=== On 2014-10-02T19:32:47Z Nicolas Peru Wrote:
This is slightly different than what we discussed, in my mind, this rule should detect calls to request.getHeader("referer"). So a compliant solution should not have this call at all.

=== On 2014-10-03T14:07:20Z Ann Campbell Wrote:
\[~nicolas.peru] I'm assuming it's the code samples, rather than the description that you take issue with. Better now?

=== On 2014-10-08T07:28:53Z Nicolas Peru Wrote:
Ok ! :) 

=== On 2014-12-12T20:51:57Z Sébastien Gioria Wrote:
\[~nicolas.peru]: I disagree. You could have calls to request.getHeader("referer"); but you should never use the value returned to perform an authentication or autorization.

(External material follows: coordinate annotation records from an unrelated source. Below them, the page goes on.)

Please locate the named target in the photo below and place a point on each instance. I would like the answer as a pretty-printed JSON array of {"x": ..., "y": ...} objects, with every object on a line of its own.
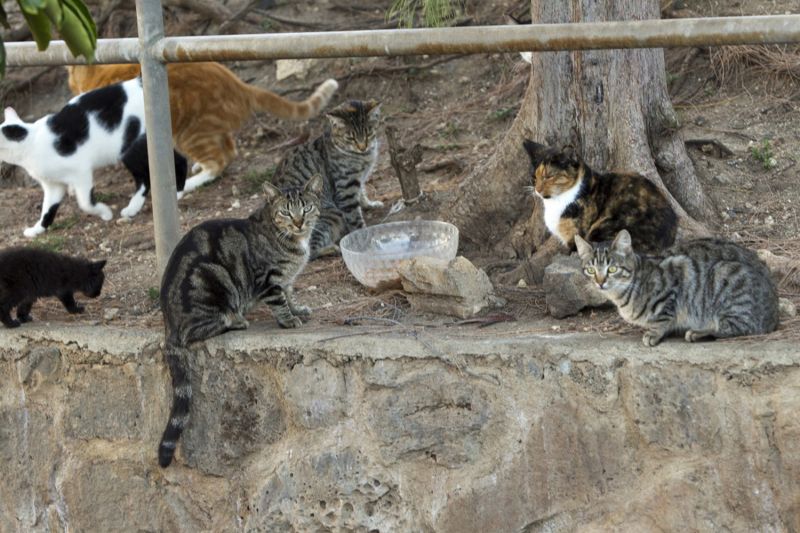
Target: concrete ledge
[{"x": 444, "y": 430}]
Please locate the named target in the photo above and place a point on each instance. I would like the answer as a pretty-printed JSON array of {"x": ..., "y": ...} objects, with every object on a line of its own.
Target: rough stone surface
[
  {"x": 567, "y": 290},
  {"x": 305, "y": 430},
  {"x": 456, "y": 288}
]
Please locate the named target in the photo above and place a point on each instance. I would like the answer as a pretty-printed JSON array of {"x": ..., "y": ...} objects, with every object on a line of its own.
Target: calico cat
[
  {"x": 208, "y": 104},
  {"x": 27, "y": 274},
  {"x": 579, "y": 201},
  {"x": 95, "y": 129},
  {"x": 346, "y": 154},
  {"x": 700, "y": 288},
  {"x": 219, "y": 270}
]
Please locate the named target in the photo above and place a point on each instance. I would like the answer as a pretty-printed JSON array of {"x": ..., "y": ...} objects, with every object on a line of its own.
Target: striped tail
[
  {"x": 264, "y": 100},
  {"x": 177, "y": 357}
]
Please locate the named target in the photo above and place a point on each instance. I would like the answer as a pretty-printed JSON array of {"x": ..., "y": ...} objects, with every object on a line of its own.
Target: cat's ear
[
  {"x": 10, "y": 115},
  {"x": 270, "y": 191},
  {"x": 622, "y": 243},
  {"x": 585, "y": 250},
  {"x": 535, "y": 151},
  {"x": 314, "y": 185},
  {"x": 373, "y": 107}
]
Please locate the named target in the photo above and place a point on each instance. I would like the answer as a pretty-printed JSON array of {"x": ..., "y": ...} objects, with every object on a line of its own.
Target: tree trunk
[{"x": 612, "y": 105}]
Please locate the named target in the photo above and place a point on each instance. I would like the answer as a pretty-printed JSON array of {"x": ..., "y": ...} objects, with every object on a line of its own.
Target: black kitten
[{"x": 30, "y": 273}]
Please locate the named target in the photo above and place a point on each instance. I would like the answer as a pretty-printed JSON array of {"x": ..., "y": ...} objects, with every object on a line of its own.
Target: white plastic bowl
[{"x": 371, "y": 254}]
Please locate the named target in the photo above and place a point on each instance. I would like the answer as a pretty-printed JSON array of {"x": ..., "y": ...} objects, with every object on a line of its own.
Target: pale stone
[
  {"x": 567, "y": 289},
  {"x": 455, "y": 288}
]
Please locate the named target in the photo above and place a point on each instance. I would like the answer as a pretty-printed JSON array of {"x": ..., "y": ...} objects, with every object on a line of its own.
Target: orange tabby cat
[{"x": 208, "y": 104}]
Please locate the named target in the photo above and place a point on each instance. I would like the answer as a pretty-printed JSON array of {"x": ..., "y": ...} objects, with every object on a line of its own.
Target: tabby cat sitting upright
[
  {"x": 346, "y": 154},
  {"x": 61, "y": 151},
  {"x": 580, "y": 201},
  {"x": 208, "y": 104},
  {"x": 27, "y": 274},
  {"x": 219, "y": 270},
  {"x": 700, "y": 288}
]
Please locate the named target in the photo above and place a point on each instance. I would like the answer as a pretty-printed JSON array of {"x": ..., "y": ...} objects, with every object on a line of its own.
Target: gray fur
[
  {"x": 345, "y": 155},
  {"x": 219, "y": 270},
  {"x": 699, "y": 288}
]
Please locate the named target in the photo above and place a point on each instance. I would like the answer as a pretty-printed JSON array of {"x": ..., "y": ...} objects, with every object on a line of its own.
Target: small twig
[
  {"x": 722, "y": 150},
  {"x": 404, "y": 162},
  {"x": 237, "y": 16}
]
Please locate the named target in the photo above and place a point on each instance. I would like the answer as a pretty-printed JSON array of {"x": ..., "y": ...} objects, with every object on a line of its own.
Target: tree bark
[{"x": 612, "y": 105}]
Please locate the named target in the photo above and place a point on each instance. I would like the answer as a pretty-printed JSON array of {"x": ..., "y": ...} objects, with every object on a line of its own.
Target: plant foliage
[{"x": 70, "y": 18}]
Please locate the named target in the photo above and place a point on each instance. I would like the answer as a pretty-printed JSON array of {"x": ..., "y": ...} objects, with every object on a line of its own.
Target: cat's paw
[
  {"x": 293, "y": 322},
  {"x": 302, "y": 311},
  {"x": 696, "y": 336},
  {"x": 371, "y": 204},
  {"x": 33, "y": 231},
  {"x": 104, "y": 212},
  {"x": 651, "y": 339},
  {"x": 128, "y": 212}
]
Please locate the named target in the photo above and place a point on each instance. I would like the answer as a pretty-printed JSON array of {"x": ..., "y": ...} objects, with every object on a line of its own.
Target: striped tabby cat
[
  {"x": 700, "y": 288},
  {"x": 345, "y": 154},
  {"x": 219, "y": 270}
]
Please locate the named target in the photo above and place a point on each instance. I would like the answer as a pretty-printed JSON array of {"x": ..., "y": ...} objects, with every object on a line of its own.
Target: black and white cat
[{"x": 95, "y": 129}]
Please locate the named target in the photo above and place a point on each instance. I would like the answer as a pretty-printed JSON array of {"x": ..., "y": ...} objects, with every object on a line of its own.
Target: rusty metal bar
[
  {"x": 769, "y": 29},
  {"x": 483, "y": 39},
  {"x": 159, "y": 130},
  {"x": 26, "y": 54}
]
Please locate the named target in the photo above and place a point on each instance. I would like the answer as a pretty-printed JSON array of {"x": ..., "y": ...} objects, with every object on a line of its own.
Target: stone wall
[{"x": 456, "y": 433}]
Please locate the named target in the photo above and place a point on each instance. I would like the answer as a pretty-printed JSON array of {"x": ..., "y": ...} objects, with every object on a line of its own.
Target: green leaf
[
  {"x": 31, "y": 6},
  {"x": 3, "y": 17},
  {"x": 40, "y": 28}
]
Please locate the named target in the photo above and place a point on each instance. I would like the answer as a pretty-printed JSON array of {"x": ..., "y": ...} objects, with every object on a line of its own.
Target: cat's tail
[
  {"x": 264, "y": 100},
  {"x": 177, "y": 358}
]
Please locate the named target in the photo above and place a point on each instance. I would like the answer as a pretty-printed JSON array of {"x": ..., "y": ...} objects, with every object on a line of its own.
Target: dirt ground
[{"x": 742, "y": 128}]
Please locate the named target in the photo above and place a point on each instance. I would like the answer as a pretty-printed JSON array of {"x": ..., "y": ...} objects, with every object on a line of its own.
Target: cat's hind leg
[
  {"x": 24, "y": 311},
  {"x": 84, "y": 194},
  {"x": 5, "y": 316},
  {"x": 53, "y": 194}
]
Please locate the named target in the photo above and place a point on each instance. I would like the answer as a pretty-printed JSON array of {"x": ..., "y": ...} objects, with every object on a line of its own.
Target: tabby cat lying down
[
  {"x": 702, "y": 288},
  {"x": 208, "y": 104}
]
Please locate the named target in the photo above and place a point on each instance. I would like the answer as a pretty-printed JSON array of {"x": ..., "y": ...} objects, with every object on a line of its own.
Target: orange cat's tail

=== On 2014-12-12T20:56:02Z Nicolas Peru Wrote:
\[~sebastien.gioria]I agree but how would you distiguish risky calls from correct one ? Idea here is to raise all calls to this method to let the security auditor mute the acceptable ones.

=== On 2014-12-12T21:07:38Z Sébastien Gioria Wrote:
It the job of the security auditor ;) to distinguish it. If the idea is to trigger attention of the Security auditor, this could be OK. 

=== On 2021-02-17T09:03:11.806Z Eric Therond Wrote:
This rule is not in SonarWay

we can safely deprecate it because taint analysis rules do a better job (referer header is a source) than this rule.